When LLM meets Database: Alibaba DAMO Academy and HKU launch a new Text-to-SQL benchmark​

3.SQL distribution: the number of tokens passed by the author through SQL, the number of keywords, the number of n-gram types, JOIN The number and other 4 dimensions prove that BIRD's SQL is by far the most diverse and complex.

When LLM meets Database: Alibaba DAMO Academy and HKU launch a new Text-to-SQL benchmark​

Evaluation Indicators

1. Execution Accuracy: Compare the difference between the SQL execution results predicted by the model and the actual annotated SQL execution results;

2. Effective efficiency score: Taking into account both the accuracy and efficiency of SQL, compare the model predictions The relative difference between the SQL execution speed and the real annotated SQL execution speed takes the running time as the main indicator of efficiency.

Experimental analysis

The author selected the training-type T5 model and the large-scale model that performed well in previous benchmark tests Language models (LLM) as baseline models: Codex (code-davinci-002) and ChatGPT (gpt-3.5-turbo). In order to better understand whether multi-step reasoning can stimulate the reasoning capabilities of large language models in real database environments, their Chain-of-Thought version is also provided. And test the baseline model in two settings: one is full schema information input, and the other is human understanding of the database values ​​involved in the problem, summarized into natural language description (knowledge evidence) to assist the model in understanding the database.

When LLM meets Database: Alibaba DAMO Academy and HKU launch a new Text-to-SQL benchmark​

The author gives some conclusions:

1. Additional knowledge Gain: Increasing the knowledge evidence (knowledge evidence) on the understanding of database values ​​has a significant improvement. This proves that in real database scenarios, relying solely on semantic parsing capabilities is not enough. Understanding database values ​​will help users find more accurately Answer.

2. The thinking chain is not necessarily completely beneficial: when the model does not have a given database value description and zero-shot, the model's own COT inference can be generated more accurately Answer. However, when given additional knowledge (knowledge evidence), LLM was asked to perform COT and found that the effect was not significant or even declined. Therefore in this scenario, LLM may generate knowledge conflicts. How to resolve this conflict so that the model can both accept external knowledge and benefit from its own powerful multi-step reasoning will be a key research direction in the future.

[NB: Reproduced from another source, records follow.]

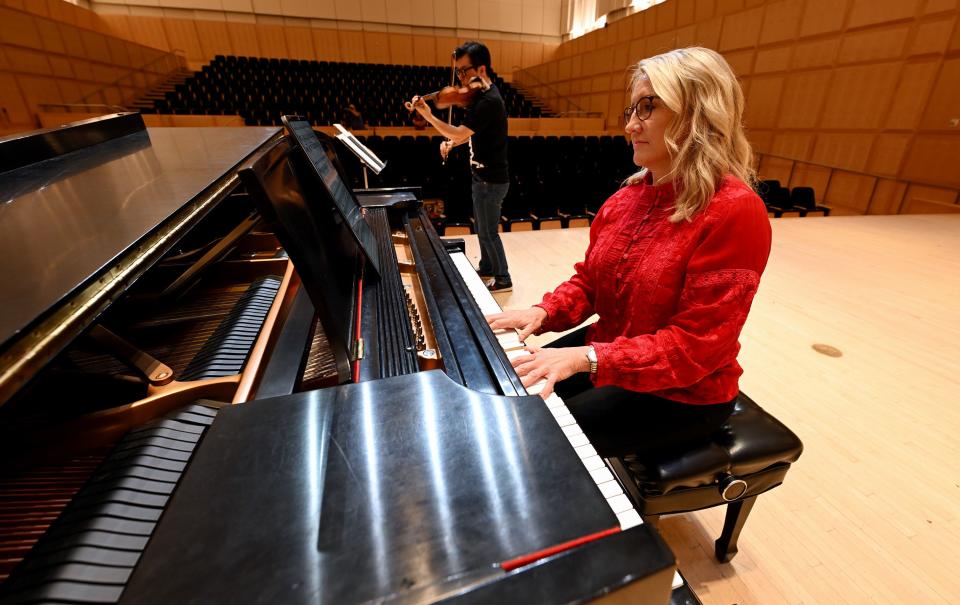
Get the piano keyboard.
[450,252,684,589]
[450,253,643,529]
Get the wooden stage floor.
[456,215,960,605]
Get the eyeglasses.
[623,95,660,124]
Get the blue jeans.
[472,174,510,281]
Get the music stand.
[334,124,387,189]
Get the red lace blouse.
[537,176,770,404]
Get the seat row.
[757,179,830,218]
[143,55,546,126]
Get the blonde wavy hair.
[626,47,756,222]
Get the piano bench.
[607,393,803,563]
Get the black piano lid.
[121,371,656,605]
[0,128,279,350]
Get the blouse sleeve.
[593,192,770,392]
[534,196,610,334]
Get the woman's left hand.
[512,346,590,399]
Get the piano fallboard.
[122,371,673,604]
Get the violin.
[404,78,489,111]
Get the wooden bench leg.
[714,496,757,563]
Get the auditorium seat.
[608,393,803,562]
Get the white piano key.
[582,456,605,471]
[607,494,634,514]
[567,433,590,448]
[544,393,567,408]
[590,464,614,484]
[597,481,623,498]
[527,380,547,395]
[573,443,597,460]
[617,508,640,528]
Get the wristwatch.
[587,346,597,376]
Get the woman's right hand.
[486,307,547,342]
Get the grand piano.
[0,114,676,604]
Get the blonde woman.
[487,48,770,456]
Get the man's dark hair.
[453,40,490,71]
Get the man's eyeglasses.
[623,95,660,124]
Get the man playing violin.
[408,42,513,292]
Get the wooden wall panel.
[0,72,31,124]
[6,46,53,76]
[788,164,831,193]
[837,23,911,63]
[17,75,64,112]
[718,7,764,51]
[847,0,923,27]
[800,0,850,36]
[163,18,204,61]
[920,58,960,132]
[363,32,390,63]
[57,23,87,57]
[792,37,841,69]
[900,185,960,214]
[866,134,912,176]
[385,34,414,65]
[777,71,833,128]
[811,133,876,172]
[884,61,940,130]
[337,30,367,63]
[196,20,236,57]
[757,155,794,185]
[907,16,955,56]
[255,24,290,61]
[0,7,43,49]
[744,76,784,128]
[760,0,803,44]
[410,36,432,65]
[819,63,900,129]
[34,19,67,54]
[900,135,960,188]
[227,22,262,57]
[752,46,794,74]
[310,29,342,61]
[119,17,173,51]
[770,132,816,160]
[818,172,877,213]
[867,179,907,214]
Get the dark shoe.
[485,278,513,293]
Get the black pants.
[546,328,736,460]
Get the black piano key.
[12,563,133,586]
[3,546,140,572]
[129,418,209,435]
[56,502,163,522]
[102,443,191,462]
[4,582,123,604]
[71,488,170,509]
[39,516,156,537]
[97,452,187,473]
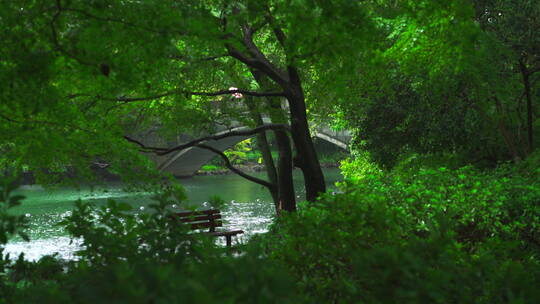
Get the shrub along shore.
[0,154,540,303]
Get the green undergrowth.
[0,155,540,303]
[261,156,540,303]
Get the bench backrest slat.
[173,209,223,232]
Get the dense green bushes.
[265,159,540,303]
[0,155,540,303]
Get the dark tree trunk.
[249,107,279,213]
[287,67,326,202]
[274,131,296,214]
[519,62,534,153]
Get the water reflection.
[5,169,340,259]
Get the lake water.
[5,168,341,259]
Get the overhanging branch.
[124,124,289,155]
[67,89,285,103]
[195,144,275,189]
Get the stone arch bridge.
[136,122,351,177]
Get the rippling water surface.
[5,169,341,259]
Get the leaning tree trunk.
[287,68,326,202]
[246,100,280,209]
[274,130,296,214]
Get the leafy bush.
[262,156,540,303]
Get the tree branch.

3. The gap with humans: BIRD also provides human indicators. The author uses an exam to test the performance of the annotator when facing the test set for the first time, and uses it as the basis for human indicators. Experiments have found that the current best LLM is still far behind humans, proving that challenges still exist. The authors performed a detailed error analysis and provided some potential directions for future research.

When LLM meets Database: Alibaba DAMO Academy and HKU launch a new Text-to-SQL benchmark​

Conclusion

The application of LLM in the database field will provide users with smarter and more convenient Database interactive experience. The emergence of BIRD will promote the intelligent development of interaction between natural language and real databases, provide room for progress in text-to-SQL technology for real database scenarios, and help researchers develop more advanced and practical database applications.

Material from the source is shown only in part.